In our view, stateful session beans are most useful in a nontransactional application, such as querying a database. We can also envisage situations where it would be useful to keep state that had nothing to do with transaction recovery, for instance, for performance monitoring. But as a general principle, if you want to keep transactional state, put it in the database.

On the other hand, keeping state during a transaction is no problem as long as it is reinitialized if the transaction aborts, so the COM model is a good one. To do the same in EJB requires using a stateful session bean but explicitly reinitializing the bean at the start of every transaction.

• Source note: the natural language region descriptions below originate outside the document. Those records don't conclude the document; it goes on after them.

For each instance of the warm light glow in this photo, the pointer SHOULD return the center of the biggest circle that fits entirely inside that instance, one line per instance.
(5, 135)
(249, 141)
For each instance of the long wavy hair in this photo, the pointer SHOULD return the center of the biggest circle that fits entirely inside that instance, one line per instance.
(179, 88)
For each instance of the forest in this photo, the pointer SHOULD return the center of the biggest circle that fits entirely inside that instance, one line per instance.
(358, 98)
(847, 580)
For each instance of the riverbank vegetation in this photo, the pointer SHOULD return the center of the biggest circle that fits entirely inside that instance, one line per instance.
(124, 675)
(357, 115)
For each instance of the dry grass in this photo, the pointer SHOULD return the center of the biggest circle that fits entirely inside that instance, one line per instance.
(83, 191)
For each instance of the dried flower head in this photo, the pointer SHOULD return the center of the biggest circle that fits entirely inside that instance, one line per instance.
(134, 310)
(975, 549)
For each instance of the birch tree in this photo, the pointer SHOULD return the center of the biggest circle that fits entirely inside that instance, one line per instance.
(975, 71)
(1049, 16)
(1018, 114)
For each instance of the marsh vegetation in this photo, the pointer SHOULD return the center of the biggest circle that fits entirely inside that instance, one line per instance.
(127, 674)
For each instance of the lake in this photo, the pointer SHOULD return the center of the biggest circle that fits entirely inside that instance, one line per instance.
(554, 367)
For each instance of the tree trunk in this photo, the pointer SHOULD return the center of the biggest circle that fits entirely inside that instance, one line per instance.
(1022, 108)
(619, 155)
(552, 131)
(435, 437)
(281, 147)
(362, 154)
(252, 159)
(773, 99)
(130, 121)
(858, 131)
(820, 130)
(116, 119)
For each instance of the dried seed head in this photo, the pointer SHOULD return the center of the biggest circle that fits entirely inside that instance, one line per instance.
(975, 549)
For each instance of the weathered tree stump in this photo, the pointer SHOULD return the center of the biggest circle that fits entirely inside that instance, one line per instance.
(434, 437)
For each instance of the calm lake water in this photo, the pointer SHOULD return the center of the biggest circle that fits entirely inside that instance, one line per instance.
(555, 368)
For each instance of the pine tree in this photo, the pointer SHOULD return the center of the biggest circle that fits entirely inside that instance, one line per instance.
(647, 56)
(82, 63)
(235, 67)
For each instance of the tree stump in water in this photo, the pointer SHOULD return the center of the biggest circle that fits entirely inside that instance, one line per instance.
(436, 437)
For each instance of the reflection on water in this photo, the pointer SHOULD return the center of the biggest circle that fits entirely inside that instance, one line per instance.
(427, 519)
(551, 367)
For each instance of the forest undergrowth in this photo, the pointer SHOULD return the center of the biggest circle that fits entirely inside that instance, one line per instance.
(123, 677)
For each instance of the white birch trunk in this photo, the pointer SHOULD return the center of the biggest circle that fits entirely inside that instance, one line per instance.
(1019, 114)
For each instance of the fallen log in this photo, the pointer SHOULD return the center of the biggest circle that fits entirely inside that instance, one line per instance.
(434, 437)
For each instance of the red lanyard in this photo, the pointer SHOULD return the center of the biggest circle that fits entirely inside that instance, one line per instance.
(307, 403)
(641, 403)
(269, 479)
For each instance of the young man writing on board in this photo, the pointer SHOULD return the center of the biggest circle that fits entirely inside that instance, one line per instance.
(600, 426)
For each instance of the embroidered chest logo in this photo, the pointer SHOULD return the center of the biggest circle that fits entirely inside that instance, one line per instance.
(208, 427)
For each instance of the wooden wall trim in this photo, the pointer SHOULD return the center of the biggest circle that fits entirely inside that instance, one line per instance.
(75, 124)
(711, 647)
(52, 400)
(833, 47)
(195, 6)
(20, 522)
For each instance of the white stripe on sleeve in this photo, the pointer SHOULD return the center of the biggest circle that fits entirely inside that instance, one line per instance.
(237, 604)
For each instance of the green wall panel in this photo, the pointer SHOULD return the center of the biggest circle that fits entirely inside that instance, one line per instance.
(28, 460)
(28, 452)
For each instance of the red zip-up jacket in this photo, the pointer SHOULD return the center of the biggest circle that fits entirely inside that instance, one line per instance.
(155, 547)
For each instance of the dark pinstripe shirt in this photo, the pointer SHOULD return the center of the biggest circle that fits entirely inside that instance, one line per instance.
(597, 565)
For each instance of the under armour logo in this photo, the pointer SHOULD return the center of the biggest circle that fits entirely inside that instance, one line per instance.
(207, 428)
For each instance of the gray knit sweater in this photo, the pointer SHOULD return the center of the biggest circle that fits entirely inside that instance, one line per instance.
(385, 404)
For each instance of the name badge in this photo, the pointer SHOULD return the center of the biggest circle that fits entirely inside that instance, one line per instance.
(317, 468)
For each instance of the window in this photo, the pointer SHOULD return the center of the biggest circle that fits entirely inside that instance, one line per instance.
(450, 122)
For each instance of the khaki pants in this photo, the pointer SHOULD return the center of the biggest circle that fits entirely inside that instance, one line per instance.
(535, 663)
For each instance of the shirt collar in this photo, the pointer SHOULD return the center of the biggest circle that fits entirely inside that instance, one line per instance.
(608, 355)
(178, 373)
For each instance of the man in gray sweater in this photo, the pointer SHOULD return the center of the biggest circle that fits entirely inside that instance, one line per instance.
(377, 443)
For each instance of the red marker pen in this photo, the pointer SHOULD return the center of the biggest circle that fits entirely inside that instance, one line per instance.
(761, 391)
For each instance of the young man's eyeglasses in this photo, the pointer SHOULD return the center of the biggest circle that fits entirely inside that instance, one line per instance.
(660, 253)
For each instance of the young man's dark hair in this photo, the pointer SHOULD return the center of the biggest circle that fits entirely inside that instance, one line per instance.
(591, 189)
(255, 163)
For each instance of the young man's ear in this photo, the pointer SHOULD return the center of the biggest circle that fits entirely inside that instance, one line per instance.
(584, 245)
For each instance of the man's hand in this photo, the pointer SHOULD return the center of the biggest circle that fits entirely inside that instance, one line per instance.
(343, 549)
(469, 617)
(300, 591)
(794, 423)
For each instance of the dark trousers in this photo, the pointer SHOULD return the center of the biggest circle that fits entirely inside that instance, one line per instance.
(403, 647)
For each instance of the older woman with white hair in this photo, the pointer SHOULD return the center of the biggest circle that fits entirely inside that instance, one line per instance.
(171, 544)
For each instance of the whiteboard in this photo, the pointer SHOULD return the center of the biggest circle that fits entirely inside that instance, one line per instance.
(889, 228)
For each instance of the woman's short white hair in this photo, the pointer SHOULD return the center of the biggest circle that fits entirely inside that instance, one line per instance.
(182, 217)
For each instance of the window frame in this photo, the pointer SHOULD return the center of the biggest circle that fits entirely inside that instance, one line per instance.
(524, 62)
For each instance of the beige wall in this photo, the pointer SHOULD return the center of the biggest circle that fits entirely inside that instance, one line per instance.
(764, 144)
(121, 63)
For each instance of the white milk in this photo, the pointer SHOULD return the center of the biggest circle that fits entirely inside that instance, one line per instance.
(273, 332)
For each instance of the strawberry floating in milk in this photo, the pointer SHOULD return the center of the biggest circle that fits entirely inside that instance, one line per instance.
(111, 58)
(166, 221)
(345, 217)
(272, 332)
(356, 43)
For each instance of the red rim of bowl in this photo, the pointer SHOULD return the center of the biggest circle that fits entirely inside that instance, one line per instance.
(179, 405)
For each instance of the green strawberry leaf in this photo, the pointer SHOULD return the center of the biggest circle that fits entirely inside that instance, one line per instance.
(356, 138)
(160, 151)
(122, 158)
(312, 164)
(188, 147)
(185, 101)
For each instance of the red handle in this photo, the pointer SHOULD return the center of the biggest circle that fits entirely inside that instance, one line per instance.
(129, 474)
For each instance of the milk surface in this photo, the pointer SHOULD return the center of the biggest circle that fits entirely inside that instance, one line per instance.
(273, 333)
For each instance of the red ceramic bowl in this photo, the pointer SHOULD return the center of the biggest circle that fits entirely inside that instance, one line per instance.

But you needed session state for mainframe transaction monitors, why not now? Transaction monitors needed state because they were dealing with dumb terminals, which didn't have cookies—state was related to the terminal identity. Also, the applications were typically much more ruthless about removing session state if there was a recovery and forcing users to log on again. For instance, if the network died, the mainframe applications would be able to log off all the terminals and remove session state. This simplified recovery. In contrast, if the network dies somewhere between the Web server and the browser, there is a good chance the Web server won't even notice. Even if it does, the Web server can't remove the cookie. In the olden days, the session was between workstation and application; now it is between cookie and transaction server. Stateful session beans support a session between the Web server and the transaction server, which is only part of the path between cookie and transaction server. In this case, having part of an implementation just gets in the way.

Entity beans, on the other hand, have no such problems. They have been criticized for forcing the programmer to do too many primary key lookup operations on the database, but we doubt whether this performance hit is significant.